A Short Retrospective Look
The opportunity to lay down some De Stijl work recently was provided by some punk tagger. After about twelve months a patron looked outside, turned, turned again for a second look and commented "that is beautiful."
Our best work is rarely appreciated at the time it is done. That especially true when your work is a bit ahead of the curve. Doing work in synch with the demand is key. Know your audence.
The LHH guy made some good comments on the resume and moved the "good work" items to the top. We left my somewhat out of the box intro comment about old experience being more "old" than anything else. I'm playing the youthful perspective with a lot of experience card.
On a Practical Note...
This spring a basswood tree tipped over on the Groningen farm, avoiding the house. With about 30% of the roots in the ground it leafed out and stayed green all summer. Today I cut up most of it for bowls and a handful of large sculpture blanks.

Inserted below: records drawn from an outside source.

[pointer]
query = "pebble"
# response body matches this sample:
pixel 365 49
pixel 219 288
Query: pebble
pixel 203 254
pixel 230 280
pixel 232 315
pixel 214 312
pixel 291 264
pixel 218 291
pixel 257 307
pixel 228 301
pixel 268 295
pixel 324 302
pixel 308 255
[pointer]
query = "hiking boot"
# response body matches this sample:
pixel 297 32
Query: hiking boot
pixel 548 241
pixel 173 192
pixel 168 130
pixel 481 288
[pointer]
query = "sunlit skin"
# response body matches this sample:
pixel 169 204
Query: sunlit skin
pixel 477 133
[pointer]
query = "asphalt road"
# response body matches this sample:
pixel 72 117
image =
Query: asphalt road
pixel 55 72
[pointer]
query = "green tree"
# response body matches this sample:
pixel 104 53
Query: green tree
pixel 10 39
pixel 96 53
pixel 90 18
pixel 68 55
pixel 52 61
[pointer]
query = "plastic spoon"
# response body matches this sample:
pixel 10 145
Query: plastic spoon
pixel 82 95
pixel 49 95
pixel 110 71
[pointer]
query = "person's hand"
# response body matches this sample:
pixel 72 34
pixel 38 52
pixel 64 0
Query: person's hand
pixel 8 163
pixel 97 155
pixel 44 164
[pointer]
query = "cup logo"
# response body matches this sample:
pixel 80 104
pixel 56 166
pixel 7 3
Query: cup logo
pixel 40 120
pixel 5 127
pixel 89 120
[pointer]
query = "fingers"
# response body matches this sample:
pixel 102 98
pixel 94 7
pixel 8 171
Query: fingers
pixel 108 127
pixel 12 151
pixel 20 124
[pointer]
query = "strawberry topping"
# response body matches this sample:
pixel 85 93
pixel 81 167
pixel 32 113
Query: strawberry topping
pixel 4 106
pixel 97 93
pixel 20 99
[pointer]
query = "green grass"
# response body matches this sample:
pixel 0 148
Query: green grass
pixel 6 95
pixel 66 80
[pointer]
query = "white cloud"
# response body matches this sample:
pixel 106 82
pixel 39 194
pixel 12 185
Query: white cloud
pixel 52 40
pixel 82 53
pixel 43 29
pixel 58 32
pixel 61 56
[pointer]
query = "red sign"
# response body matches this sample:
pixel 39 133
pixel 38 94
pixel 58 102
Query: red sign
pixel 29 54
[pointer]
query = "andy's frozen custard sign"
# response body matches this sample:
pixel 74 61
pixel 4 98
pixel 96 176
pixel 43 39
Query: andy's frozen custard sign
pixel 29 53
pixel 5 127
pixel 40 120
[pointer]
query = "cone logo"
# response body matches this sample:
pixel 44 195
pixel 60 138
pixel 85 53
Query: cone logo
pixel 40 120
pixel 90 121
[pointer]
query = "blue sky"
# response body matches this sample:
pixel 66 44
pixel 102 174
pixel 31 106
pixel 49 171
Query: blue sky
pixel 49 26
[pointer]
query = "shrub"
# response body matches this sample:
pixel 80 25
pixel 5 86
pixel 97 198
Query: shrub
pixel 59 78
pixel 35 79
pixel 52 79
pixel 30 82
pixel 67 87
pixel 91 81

This daylight savings is killing me. I need sleep.
In August I combined a couple of weak hives expecting that to fail. Surprisingly it thrived. Two weeks ago I started my fall feeding which was about three weeks too late. In the fall it's good to do a 'reversal' of hive bodies to ensure that the bees are at the bottom of the stack and the surplus honey at the top. During the winter they slowly work themselves upward. Starting at the top will leave them with no honey stores above them. They will starve. Bees are not smart.
When I started to do the reversal about five pounds of comb with honey and brood dropped out of the bottom of the super on my feet and the bees went crazy. Today I attempted to complete the reversal but had lost my propane torch that I use to start my smoker. When you smoke bees they eat some honey and immediately become calm. I did it without smoke. Apparently somewhere along the path of this summer I put a super on one of the two hives ultimately combined but it had five frames instead of the standard ten. The bees had built natural free form comb not on frames. They did what they are supposed to do. That's what ended up on my feet.